Senile dementia e.g. sporadic late-onset Alzheimer's disease (AD) remains a medical mystery. Recent studies have linked it to impaired anti-aging response in aged neurons. Our study on interleukin33 (IL33) supported this hypothesis. IL33 is present in nuclei of over half astrocytes in aged brains. Mice lacking Il33 gene (Il33-/-) develop neurodegeneration at old age with similarities to late-onset AD (i.e. tau deposition, neuron loss in the cerebral cortex and hippocampus and impaired cognition/memory). To explore the mechanism, we first discovered a surge of oxidative damages in the cortical/hippocampal neurons at middle age in mice. Normal neurons respond by activation of anti-aging mechanisms, e.g. repair of oxidative damages or clearance of cellular wastes by autophagy and glymphatic drainage. Il33-/- mice failed to do so, but instead went on to develop AD-like symptom at old age. We hypothesize that IL33 regulates anti-aging response in neurons, and thus, its deficiency causes chronic neuron death, tau deposition and senile dementia. If it is true, oxidative surge in neurons at middle age is a time window to identify biomarkers for early diagnosis of AD. Our long-term goal is to elucidate the pathogenesis of human senile dementia with this Il33-/- model. As the first step, we aim to answer two fundamental questions for our hypothesis.

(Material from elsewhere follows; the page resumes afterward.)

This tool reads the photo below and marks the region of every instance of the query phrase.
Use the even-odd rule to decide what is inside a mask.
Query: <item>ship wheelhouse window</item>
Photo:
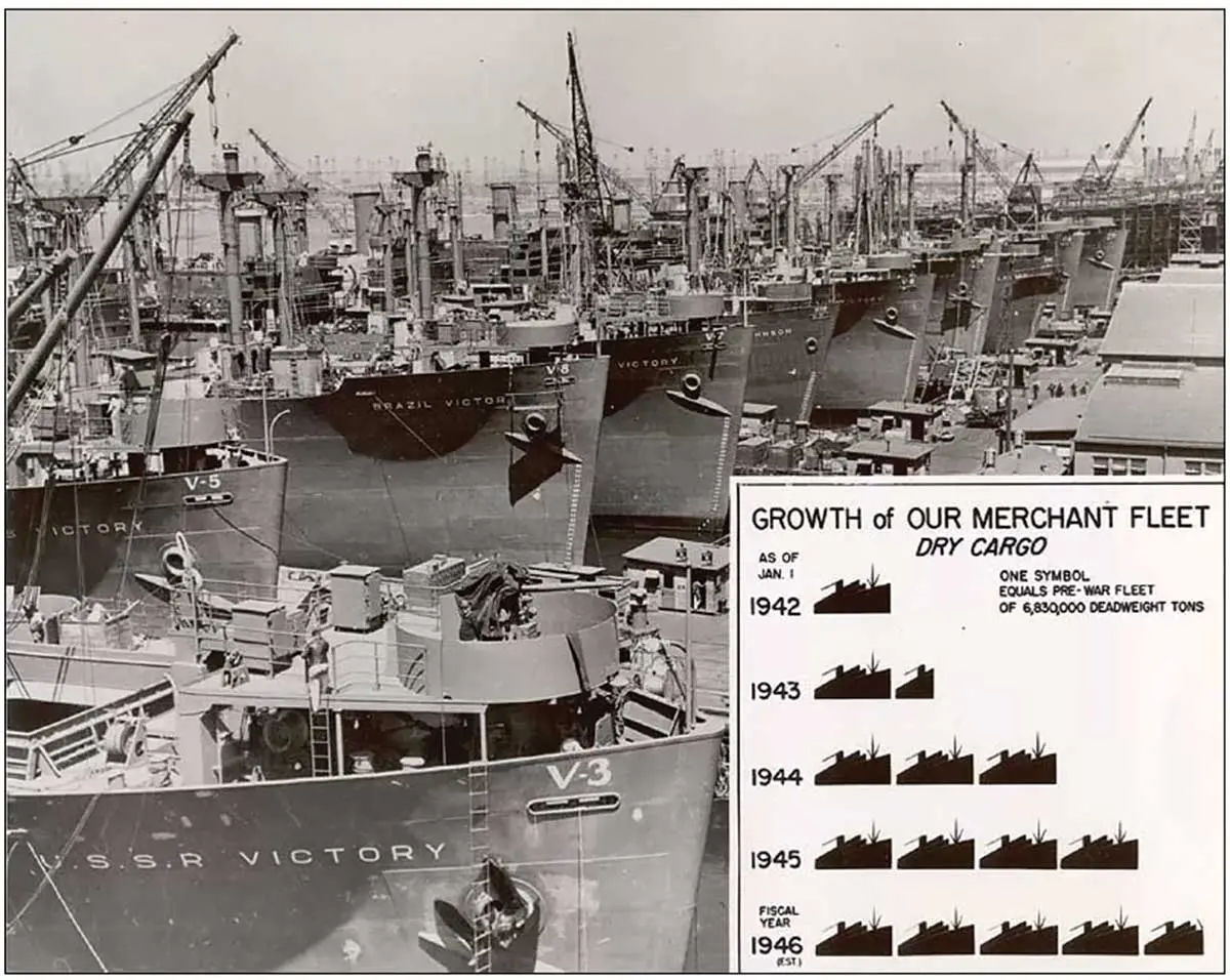
[[[1093,476],[1144,476],[1148,467],[1144,456],[1093,456]]]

Specific Aim 1 is to answer whether IL33 regulates neuronal anti-aging response though ST2-NF?B axis by observing receptor ST2 knockout mice or NF?B reporter transgenic mice.

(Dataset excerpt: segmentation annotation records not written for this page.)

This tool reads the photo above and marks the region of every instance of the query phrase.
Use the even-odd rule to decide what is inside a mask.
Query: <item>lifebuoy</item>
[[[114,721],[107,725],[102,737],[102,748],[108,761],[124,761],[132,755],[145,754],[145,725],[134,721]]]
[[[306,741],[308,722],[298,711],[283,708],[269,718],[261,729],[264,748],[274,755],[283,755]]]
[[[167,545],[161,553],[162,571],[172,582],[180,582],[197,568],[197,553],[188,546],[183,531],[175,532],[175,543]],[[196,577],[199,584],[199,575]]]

Specific Aim 2 is to test if IL33 deficiency causes whole clinic spectrum of late-onset AD by establishing a novel mouse model. All current mouse models for AD are largely based on mutant human genes, e.g. amyloid precursor protein (APP). However, these genes are normal in late-onset AD. Thus, amyloid plaques, a hallmark for AD, largely remains a mystery. We reason that tau deposition in Il33-/- mice implies a cellular environment for aggregation of abnormal proteins (i.e. APP and tau). Although our Il33-/- mice do not develop amyloid plaques, it is expected because of structural nature of mouse APP. We will generating a novel strain by crossing Il33-/- mice to WT hu-APP Tg (an AD- and plaque-free strain), and observe this new strain develops not only tau deposition and AD-like symptom as Il33-/- mice at old age, but also amyloid plaque. Success of this model may lead to a breakthrough in understanding amyloidogenesis in senile dementias. This R21 project fits well with the scope of RFA-20-014

Public Health Relevance

We discovered a neuroprotective role of brain interleukin33 during aging-related oxidative stress. We aim to explore if interleukin33 deficiency causes aging related neuronal death and senile dementia such as Alzheimer's disease.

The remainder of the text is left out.